I commenti iniziali hanno poi ampiamente segnalato (anche questo nel quadro delle discontinuità e per lo più con apprezzamento) l’utilizzo informativo stringato, strettamente segnalativo, dei socialmedia.

Il che ha interrotto o meglio ridotto l’accelerazione in Italia del clima permanentemente elettorale alimentata dall’intreccio tra comunicazione politica e comunicazione istituzionale. Ma ha lasciato aperte questioni di ridefinizione non solo pragmatica ma anche in qualche modo regolatoria circa l’ineludibile distinzione tra i due campi. Pur essendo annunciato il tema che viene colto come un promemoria in priorità anche nelle analisi che il citato dossier ha rendicontato.

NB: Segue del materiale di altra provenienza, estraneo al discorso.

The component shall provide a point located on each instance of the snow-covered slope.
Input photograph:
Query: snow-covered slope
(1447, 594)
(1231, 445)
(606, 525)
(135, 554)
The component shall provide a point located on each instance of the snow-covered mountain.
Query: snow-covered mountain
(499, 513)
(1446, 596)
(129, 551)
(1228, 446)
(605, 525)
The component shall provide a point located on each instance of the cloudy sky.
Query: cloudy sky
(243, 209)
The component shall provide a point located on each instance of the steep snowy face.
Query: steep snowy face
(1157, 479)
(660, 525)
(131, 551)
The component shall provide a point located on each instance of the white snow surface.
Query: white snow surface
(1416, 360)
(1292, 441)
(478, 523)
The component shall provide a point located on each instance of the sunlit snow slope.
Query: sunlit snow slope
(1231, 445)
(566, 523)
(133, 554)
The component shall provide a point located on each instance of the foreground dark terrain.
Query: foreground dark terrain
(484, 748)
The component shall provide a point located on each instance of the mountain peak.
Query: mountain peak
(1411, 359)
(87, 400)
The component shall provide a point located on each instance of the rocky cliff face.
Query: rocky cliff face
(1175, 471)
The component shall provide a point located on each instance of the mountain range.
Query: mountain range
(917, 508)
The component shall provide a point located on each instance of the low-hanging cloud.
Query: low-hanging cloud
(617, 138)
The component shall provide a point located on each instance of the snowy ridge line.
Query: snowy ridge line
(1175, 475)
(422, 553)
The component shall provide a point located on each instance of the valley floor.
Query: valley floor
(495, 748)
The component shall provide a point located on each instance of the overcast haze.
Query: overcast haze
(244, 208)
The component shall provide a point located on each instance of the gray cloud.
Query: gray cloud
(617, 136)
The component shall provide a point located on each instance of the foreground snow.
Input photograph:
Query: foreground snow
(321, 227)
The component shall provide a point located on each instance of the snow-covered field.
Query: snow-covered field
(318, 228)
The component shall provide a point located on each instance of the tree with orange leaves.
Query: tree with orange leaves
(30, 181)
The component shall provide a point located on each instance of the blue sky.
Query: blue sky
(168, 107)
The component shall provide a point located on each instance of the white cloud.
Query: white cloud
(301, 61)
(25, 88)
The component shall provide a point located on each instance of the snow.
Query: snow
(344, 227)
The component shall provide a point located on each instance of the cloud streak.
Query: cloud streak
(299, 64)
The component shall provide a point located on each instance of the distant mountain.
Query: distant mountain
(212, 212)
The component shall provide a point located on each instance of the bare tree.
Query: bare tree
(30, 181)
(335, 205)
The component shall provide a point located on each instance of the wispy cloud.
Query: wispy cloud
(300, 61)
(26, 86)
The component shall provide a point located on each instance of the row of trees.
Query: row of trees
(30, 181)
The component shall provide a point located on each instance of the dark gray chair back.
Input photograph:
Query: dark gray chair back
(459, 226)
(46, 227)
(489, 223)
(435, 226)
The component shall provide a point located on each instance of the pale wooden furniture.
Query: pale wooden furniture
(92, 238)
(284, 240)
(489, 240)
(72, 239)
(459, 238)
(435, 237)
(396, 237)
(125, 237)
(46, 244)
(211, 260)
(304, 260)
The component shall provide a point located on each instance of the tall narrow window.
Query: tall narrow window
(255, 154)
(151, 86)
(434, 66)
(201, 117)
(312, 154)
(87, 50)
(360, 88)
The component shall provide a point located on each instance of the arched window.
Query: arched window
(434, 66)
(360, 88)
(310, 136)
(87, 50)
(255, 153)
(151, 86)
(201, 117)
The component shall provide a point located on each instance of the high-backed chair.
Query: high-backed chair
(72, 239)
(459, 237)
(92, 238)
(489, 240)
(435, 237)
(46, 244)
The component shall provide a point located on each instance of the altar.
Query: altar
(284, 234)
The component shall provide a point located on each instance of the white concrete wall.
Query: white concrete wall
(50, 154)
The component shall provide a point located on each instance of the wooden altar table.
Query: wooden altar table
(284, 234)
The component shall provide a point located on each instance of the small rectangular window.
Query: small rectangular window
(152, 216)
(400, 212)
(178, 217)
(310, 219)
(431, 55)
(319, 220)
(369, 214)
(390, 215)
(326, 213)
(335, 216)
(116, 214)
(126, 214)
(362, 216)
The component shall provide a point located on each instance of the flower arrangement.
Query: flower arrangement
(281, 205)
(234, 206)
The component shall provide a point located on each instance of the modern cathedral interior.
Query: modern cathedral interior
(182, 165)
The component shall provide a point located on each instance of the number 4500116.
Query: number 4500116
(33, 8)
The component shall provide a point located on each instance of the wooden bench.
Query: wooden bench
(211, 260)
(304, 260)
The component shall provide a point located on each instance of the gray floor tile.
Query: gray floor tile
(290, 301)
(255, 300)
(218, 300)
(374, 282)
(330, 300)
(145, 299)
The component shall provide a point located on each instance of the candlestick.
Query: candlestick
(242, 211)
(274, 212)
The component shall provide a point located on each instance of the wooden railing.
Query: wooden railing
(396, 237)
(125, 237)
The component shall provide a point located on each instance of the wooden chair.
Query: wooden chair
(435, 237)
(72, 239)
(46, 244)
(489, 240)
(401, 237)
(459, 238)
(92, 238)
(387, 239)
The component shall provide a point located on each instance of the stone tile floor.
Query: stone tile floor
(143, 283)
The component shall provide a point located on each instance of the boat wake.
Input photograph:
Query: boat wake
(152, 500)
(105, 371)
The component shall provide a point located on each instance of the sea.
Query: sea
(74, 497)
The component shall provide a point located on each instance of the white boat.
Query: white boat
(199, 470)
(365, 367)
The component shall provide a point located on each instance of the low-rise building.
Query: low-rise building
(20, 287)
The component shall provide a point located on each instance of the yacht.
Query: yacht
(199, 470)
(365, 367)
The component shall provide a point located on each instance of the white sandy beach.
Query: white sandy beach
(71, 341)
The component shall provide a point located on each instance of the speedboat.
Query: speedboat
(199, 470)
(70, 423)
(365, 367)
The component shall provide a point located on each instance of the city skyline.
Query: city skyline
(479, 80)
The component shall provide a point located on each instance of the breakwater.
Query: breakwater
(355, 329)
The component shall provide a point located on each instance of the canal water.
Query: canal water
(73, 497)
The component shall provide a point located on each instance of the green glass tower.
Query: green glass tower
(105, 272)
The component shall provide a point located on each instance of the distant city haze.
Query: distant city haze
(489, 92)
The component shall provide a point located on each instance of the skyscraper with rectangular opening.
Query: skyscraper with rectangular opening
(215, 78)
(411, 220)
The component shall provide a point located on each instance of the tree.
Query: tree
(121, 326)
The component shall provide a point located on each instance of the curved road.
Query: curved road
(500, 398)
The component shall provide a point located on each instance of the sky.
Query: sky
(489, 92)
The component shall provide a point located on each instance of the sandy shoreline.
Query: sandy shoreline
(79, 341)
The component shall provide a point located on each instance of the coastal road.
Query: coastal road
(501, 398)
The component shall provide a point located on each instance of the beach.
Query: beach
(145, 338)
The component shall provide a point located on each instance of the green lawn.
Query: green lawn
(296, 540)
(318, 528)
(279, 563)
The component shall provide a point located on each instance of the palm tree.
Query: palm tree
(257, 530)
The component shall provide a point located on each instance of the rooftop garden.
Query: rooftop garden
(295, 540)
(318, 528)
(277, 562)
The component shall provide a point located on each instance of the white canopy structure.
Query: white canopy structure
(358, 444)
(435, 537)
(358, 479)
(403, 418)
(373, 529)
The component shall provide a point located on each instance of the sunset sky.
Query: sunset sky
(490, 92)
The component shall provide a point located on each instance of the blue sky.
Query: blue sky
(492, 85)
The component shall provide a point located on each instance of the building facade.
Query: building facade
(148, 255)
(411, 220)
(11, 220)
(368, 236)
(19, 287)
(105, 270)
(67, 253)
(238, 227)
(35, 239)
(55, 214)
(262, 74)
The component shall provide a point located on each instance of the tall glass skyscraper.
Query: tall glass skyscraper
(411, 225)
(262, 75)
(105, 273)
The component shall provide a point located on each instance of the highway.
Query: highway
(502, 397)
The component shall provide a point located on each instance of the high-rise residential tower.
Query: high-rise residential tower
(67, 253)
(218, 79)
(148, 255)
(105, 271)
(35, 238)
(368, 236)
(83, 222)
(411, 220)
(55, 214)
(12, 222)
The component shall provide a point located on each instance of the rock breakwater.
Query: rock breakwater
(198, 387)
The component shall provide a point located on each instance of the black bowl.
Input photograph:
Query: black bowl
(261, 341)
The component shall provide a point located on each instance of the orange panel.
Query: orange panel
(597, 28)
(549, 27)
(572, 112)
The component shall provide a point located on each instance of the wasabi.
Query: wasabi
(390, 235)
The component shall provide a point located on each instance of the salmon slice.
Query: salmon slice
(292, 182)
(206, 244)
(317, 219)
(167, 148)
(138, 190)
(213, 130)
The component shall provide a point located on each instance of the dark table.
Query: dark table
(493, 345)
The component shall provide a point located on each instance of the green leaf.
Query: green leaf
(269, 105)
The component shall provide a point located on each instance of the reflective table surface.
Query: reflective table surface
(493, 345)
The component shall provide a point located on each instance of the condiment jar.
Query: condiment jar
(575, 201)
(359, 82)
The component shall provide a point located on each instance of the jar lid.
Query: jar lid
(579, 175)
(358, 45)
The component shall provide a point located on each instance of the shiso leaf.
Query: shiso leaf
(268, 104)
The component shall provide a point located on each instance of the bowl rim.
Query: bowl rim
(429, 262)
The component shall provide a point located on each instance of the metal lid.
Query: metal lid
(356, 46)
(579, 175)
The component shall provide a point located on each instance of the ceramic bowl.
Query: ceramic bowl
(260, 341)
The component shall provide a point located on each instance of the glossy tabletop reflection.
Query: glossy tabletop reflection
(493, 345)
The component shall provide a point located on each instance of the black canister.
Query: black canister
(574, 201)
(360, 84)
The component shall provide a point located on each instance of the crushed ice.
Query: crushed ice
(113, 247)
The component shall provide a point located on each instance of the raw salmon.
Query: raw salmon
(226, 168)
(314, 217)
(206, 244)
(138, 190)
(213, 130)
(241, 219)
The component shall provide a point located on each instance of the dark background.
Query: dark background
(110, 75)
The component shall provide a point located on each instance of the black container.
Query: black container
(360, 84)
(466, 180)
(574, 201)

Come scrive, ad esempio, Francesco Giorgino:

“Sobrietà nell’uso dei codici autorappresentativi secondo uno schema capace di valorizzare molto di più l’essenza della comunicazione istituzionale che le caratteristiche della comunicazione politica, per sua natura divisiva, polarizzante, enfatica, presentista, emozionale” (4).

Fin da queste prime battute si capisce che la parola “comunicazione” viene accostata alle vicende dl governo (quindi nel capitolo “comunicazione istituzionale”) quasi sempre con riferimento personale al premier Draghi. Non ci sono mai altri soggetti implicati e quindi potenzialmente sotto esame. Né la figura del portavoce, né gli uffici deputati (con il loro lungo trascorso), né una sorta di linea di coinvolgimento di gabinetto che esiste comunque per definizione in ordine a tutti i temi in agenda, né altri membri del governo quando la loro competenza è implicata.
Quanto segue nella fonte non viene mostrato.